27 Octobre 2009
Une réforme de la Constitution votée à l’Assemblée nationale garantirait une totale protection du secret des sources, mais la dépénalisation des délits de presse attend toujours son approbation. Les médias font les frais d’un regain de violence depuis 2007.
Une trentaine de journalistes ont été les cibles d’agressions ou d’attentats au cours de l’année 2008, et une vingtaine ont fait l’objet de procédures judiciaires souvent abusives. Ce bilan, dressé par la Collège dominicain des journalistes (CDP) et le Syndicat national des travailleurs de la presse (SNTP), ressemble hélas à celui de l’année précédente. Les attaques contre les médias ont alors connu un niveau jamais atteint depuis l’époque de la dictature de Joaquín Balaguer, dans les années 70.

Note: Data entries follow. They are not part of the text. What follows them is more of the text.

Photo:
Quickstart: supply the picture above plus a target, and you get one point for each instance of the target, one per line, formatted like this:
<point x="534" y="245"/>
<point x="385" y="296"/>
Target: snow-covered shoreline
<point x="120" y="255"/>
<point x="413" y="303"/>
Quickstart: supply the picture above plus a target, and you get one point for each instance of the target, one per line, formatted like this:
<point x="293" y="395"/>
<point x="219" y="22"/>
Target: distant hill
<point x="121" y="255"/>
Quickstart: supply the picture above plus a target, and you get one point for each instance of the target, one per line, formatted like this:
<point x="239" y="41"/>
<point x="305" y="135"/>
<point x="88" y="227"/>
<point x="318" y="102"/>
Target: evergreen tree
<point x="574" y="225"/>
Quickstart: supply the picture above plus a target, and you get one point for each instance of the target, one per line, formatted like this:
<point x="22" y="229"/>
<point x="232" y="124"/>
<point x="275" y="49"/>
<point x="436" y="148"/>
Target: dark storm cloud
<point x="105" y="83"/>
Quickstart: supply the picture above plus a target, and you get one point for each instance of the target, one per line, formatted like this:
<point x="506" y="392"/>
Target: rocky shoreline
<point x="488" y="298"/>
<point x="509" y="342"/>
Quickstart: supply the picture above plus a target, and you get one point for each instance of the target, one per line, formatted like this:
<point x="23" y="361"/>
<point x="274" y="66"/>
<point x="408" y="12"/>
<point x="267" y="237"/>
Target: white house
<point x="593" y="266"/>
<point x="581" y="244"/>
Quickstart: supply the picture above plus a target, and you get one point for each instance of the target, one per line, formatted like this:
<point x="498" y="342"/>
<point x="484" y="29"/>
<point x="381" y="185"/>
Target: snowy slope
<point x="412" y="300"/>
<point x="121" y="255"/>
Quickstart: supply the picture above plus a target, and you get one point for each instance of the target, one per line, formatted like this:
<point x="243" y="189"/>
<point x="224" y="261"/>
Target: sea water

Destination touristique prisée, la République dominicaine reste également sujette à une corruption tenace et sa position géographique en fait un important point de passage du trafic de drogue. Gare aux médias qui se mêleraient d’un peu trop près de ce type d’affaires, d’autant que les représailles sont souvent le fait de fonctionnaires municipaux ou de policiers. Cette situation explique d’ailleurs le peu de célérité de la justice à mettre un terme à l’impunité. La défiance entre la presse et les autorités s’est encore accentuée depuis l’assassinat, toujours en attente d’élucidation, de Normando García, cameraman et producteur de la chaîne privée régionale Teleunión, le 7 août 2008 à Santiago de los Caballeros. Particulièrement prégnante, la menace des cartels de la drogue contre les journalistes peut venir de n’importe où. Journaliste et producteur d’émissions pour la chaîne privée Canal 10-Varo Visión et la station 95,5 FM dans la province de Hato Mayor, Manuel Vega a ainsi reçu des « avertissements » attribués à deux narcotrafiquants emprisonnés au début de l’année 2009. La pression peut également émaner des plus hautes instances dirigeantes, comme l’ont révélé les manœuvres d’intimidation exercées par l’entourage du sénateur Alejandro Williams contre trois journalistes, depuis sa mise en cause dans une affaire de fraude au Medicare américain. L’affaire a tourné au scandale lorsque Margarita Cordero, du journal en ligne 7Días, María Isabel Soldevilla, du quotidien Listín Diario et Norma Sheppard, de la station privée Radio Mil, ont raconté à la commission d’éthique de la Haute Assemblée que des gardes du corps du sénateur s’étaient fait passer devant elles pour des agents du FBI afin d’obtenir les noms de leurs sources. L’épisode a cependant précédé de peu le vote par l’Assemblée nationale, le 4 mai 2009, d’une réforme constitutionnelle garantissant la protection absolue du secret des sources. Cette avancée reste en deçà des espoirs des représentants de la profession, qui ont réitéré leur appel à la dépénalisation des délits de presse. Déposée en septembre 2007 à l’Assemblée nationale, une proposition de loi en ce sens n’a toujours pas été examinée.